28. 10 à 20% du volume des transferts des migrants sont consacrés à l’investissement (BAD).

 

29. Mais l’absence d’un cadre de mobilisation optimal ne permet pas une allocation efficiente de ces ressources.

 

30. D’où nécessité de véritables politiques de mobilisation et d’affectation de ces ressources pour favoriser une meilleure utilisation et une contribution plus efficace aux économies nationales (exemple des banques marocaines) ; développer des services complémentaires tels que l’assurance, l’immobilier et le placement.

 

3.4. Développement des marchés financiers

 

31. les marchés financiers favorisent la croissance économique à travers :

a. un accroissement des ressources mobilisées et leur allocation aux investissements ;

b. un financement plus sain de l’économie en diversifiant les risques ;

c. des financements de plus longs termes.

 

32. La promotion du marché financier devrait s’accompagner d’une facilitation de la création et du fonctionnement des organismes de placement collectif en valeurs mobilières, de l’élimination des disparités fiscales sur les valeurs mobilières, de la mise en place de réseaux de spécialistes en valeurs du Trésor, de la réforme des garanties et la promotion de la notation, d’une adaptation de la tarification.

 

33. L’intégration des marchés financiers au plan régional devrait assurer plus d’efficacité et d’efficience porteuses de rendements d’échelle.

 

IV. LA GESTION DE L’AIDE AU DEVELOPPEMENT

 

34. L’aide publique au développement occupe toujours une place importante dans le financement du développement : 2.300 milliards de dollars auraient été consacrés à l’aide au cours des cinquante dernières années.

 

35. L’inscrire davantage dans le cadre de la Déclaration de Paris pour plus d’efficacité et plus de prévisibilité.

 

36. Néanmoins, mettre l’accent sur la mobilisation des ressources internes.

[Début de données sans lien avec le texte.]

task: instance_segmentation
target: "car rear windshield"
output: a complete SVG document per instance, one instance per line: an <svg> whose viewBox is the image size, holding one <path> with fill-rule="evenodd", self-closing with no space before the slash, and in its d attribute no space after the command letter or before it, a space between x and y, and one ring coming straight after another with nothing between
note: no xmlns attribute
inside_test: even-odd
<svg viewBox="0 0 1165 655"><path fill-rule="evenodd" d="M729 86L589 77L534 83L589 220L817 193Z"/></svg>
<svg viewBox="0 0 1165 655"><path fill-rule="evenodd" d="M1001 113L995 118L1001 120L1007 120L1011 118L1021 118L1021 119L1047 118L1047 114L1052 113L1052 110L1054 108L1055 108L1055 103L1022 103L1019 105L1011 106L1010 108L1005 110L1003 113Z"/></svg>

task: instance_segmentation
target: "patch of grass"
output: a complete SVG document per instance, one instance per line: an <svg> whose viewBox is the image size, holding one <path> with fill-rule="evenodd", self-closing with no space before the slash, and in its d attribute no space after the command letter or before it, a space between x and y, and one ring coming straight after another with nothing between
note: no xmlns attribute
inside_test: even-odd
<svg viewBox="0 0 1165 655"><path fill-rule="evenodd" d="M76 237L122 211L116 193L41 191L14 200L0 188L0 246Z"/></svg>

Le financement intérieur doit être le socle pour la mise en œuvre des programmes d’investissement relevant de l’Etat.

 

37. Et éviter les ré-endettements excessifs.

 

CONCLUSION

 

38. Face aux besoins colossaux de l’Afrique en matière de financement, l’un des défis est la mobilisation plus accrue de ressources. Au plan interne, des marges de manœuvre existent au regard de la non saturation des potentiels liés aux ressources naturelles, aux ressources fiscales et aux microcrédits. Sur l’échiquier international, les fonds de capital-investissement, les transferts des migrants, les partenariats public-privé et l’efficacité de l’aide au développement sont des opportunités réelles à saisir.

 

39. Par ailleurs, il faudrait rechercher une intégration des marchés financiers au plan régional en vue de leur assurer une meilleure efficacité. De même, les efforts doivent porter sur le renforcement des règles de transparence financière, aussi bien au niveau des PME que des grandes entreprises publiques et privées.

 

40. Enfin, et pour revenir à la case départ, une bonne gestion macroéconomique reste toujours la clef de voute de toute amélioration des services financiers.

 

41. Comme le Président Biya, je crois que les prochaines années peuvent être et doivent être celles de l’Afrique en marche. Pour cela, nous devons agir et agir maintenant sur les obstacles à la croissance économiques en particulier ceux liés à un accès plus important et plus compétitifs de nos peuples aux services financiers.